On 3/29/22 9:30 AM, J. Bruce Fields wrote:
On Tue, Mar 29, 2022 at 09:20:02AM -0700, dai.ngo@xxxxxxxxxx wrote:
On 3/29/22 8:47 AM, J. Bruce Fields wrote:
On Thu, Mar 24, 2022 at 09:34:42PM -0700, Dai Ngo wrote:
Update nfs4_client to add:
. cl_cs_client_state: courtesy client state
. cl_cs_lock: spinlock to synchronize access to cl_cs_client_state
. cl_cs_list: list used by laundromat to process courtesy clients
Modify alloc_client to initialize these fields.
Signed-off-by: Dai Ngo <dai.ngo@xxxxxxxxxx>
---
fs/nfsd/nfs4state.c | 2 ++
fs/nfsd/nfsd.h | 1 +
fs/nfsd/state.h | 33 +++++++++++++++++++++++++++++++++
3 files changed, 36 insertions(+)
diff --git a/fs/nfsd/nfs4state.c b/fs/nfsd/nfs4state.c
index 234e852fcdfa..a65d59510681 100644
--- a/fs/nfsd/nfs4state.c
+++ b/fs/nfsd/nfs4state.c
@@ -2009,12 +2009,14 @@ static struct nfs4_client *alloc_client(struct xdr_netobj name)

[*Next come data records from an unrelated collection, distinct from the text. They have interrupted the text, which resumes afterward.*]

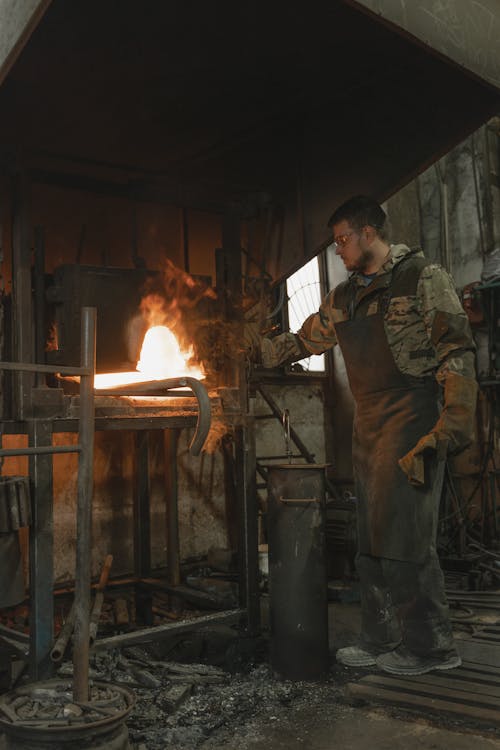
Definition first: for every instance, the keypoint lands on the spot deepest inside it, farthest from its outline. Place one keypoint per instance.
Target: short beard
(366, 259)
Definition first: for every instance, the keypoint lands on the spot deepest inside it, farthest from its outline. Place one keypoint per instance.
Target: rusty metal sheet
(466, 33)
(18, 19)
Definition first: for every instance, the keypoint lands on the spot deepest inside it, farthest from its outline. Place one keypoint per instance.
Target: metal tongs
(285, 421)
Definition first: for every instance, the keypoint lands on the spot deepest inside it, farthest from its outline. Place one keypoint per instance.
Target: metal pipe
(298, 607)
(42, 449)
(84, 509)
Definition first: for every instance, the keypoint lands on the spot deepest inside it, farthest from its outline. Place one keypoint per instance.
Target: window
(304, 297)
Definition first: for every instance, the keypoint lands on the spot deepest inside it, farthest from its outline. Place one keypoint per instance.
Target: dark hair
(360, 211)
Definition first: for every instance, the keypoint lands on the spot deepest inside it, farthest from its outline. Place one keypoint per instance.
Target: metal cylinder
(298, 605)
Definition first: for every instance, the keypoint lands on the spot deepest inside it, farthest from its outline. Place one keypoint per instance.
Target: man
(405, 339)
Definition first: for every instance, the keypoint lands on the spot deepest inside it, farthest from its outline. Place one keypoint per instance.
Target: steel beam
(248, 527)
(84, 510)
(41, 551)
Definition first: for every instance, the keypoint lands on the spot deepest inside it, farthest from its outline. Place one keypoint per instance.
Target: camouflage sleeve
(316, 335)
(446, 323)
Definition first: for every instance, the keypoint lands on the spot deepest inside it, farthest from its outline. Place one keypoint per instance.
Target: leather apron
(393, 411)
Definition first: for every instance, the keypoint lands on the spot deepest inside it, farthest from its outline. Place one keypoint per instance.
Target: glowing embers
(161, 358)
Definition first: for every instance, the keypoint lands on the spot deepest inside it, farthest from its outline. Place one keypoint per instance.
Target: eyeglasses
(342, 239)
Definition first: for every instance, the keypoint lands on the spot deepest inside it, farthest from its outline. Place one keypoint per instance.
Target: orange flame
(161, 358)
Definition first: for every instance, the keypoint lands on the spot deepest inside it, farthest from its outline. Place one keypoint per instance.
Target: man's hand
(453, 431)
(413, 464)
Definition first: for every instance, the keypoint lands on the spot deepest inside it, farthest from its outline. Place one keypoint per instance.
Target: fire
(161, 358)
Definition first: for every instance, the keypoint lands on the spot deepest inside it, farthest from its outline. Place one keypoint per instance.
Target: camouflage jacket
(427, 329)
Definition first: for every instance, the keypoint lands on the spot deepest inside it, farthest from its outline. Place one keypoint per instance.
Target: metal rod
(62, 641)
(42, 449)
(99, 598)
(39, 287)
(54, 369)
(156, 633)
(173, 548)
(199, 390)
(84, 509)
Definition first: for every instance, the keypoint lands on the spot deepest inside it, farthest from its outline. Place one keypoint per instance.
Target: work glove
(453, 431)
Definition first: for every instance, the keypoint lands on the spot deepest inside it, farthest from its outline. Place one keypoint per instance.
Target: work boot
(402, 661)
(356, 656)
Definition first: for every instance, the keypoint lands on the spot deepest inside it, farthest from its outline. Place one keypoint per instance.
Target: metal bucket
(106, 733)
(298, 603)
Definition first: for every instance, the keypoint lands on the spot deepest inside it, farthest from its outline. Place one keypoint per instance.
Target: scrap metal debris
(184, 706)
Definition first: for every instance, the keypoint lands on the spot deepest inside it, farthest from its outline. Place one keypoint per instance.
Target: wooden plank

INIT_LIST_HEAD(&clp->cl_delegations);
INIT_LIST_HEAD(&clp->cl_lru);
INIT_LIST_HEAD(&clp->cl_revoked);
+ INIT_LIST_HEAD(&clp->cl_cs_list);
#ifdef CONFIG_NFSD_PNFS
INIT_LIST_HEAD(&clp->cl_lo_states);
#endif
INIT_LIST_HEAD(&clp->async_copies);
spin_lock_init(&clp->async_lock);
spin_lock_init(&clp->cl_lock);
+ spin_lock_init(&clp->cl_cs_lock);
rpc_init_wait_queue(&clp->cl_cb_waitq, "Backchannel slot table");
return clp;
err_no_hashtbl:
diff --git a/fs/nfsd/nfsd.h b/fs/nfsd/nfsd.h
index 4fc1fd639527..23996c6ca75e 100644
--- a/fs/nfsd/nfsd.h
+++ b/fs/nfsd/nfsd.h
@@ -336,6 +336,7 @@ void nfsd_lockd_shutdown(void);
#define COMPOUND_ERR_SLACK_SPACE 16 /* OP_SETATTR */
#define NFSD_LAUNDROMAT_MINTIMEOUT 1 /* seconds */
+#define NFSD_COURTESY_CLIENT_TIMEOUT (24 * 60 * 60) /* seconds */
/*
* The following attributes are currently not supported by the NFSv4 server:
diff --git a/fs/nfsd/state.h b/fs/nfsd/state.h
index 95457cfd37fc..40e390abc842 100644
--- a/fs/nfsd/state.h
+++ b/fs/nfsd/state.h
@@ -283,6 +283,35 @@ struct nfsd4_sessionid {
#define HEXDIR_LEN 33 /* hex version of 16 byte md5 of cl_name plus '\0' */
/*
+ * CLIENT_ CLIENT_ CLIENT_
+ * COURTESY EXPIRED RECONNECTED Meaning Where set
+ * -----------------------------------------------------------------------------
+ * | false | false | false | Confirmed, active | Default |
+ * |---------------------------------------------------------------------------|
+ * | true | false | false | Courtesy state. | nfs4_get_client_reaplist |
+ * | | | | Lease/lock/share | |
+ * | | | | reservation conflict | |
+ * | | | | can cause Courtesy | |
+ * | | | | client to be expired | |
+ * |---------------------------------------------------------------------------|
+ * | false | true | false | Courtesy client to be| nfs4_laundromat |
+ * | | | | expired by Laundromat| nfsd4_lm_lock_expired |
+ * | | | | due to conflict | nfsd4_discard_courtesy_clnt |
+ * | | | | | nfsd4_expire_courtesy_clnt |
+ * |---------------------------------------------------------------------------|
+ * | false | false | true | Courtesy client | nfsd4_courtesy_clnt_expired|
+ * | | | | reconnected, | |
+ * | | | | becoming active | |
+ * -----------------------------------------------------------------------------
By the way, where is a client returned to the normal (0) state? That
has to happen at some point.
For 4.1 courtesy client reconnects is detected in nfsd4_sequence,
nfsd4_bind_conn_to_session. For 4.0 courtesy client reconnects is
detected in set_client.
How is CLIENT_EXPIRED treated differently from cl_time == 0, and why?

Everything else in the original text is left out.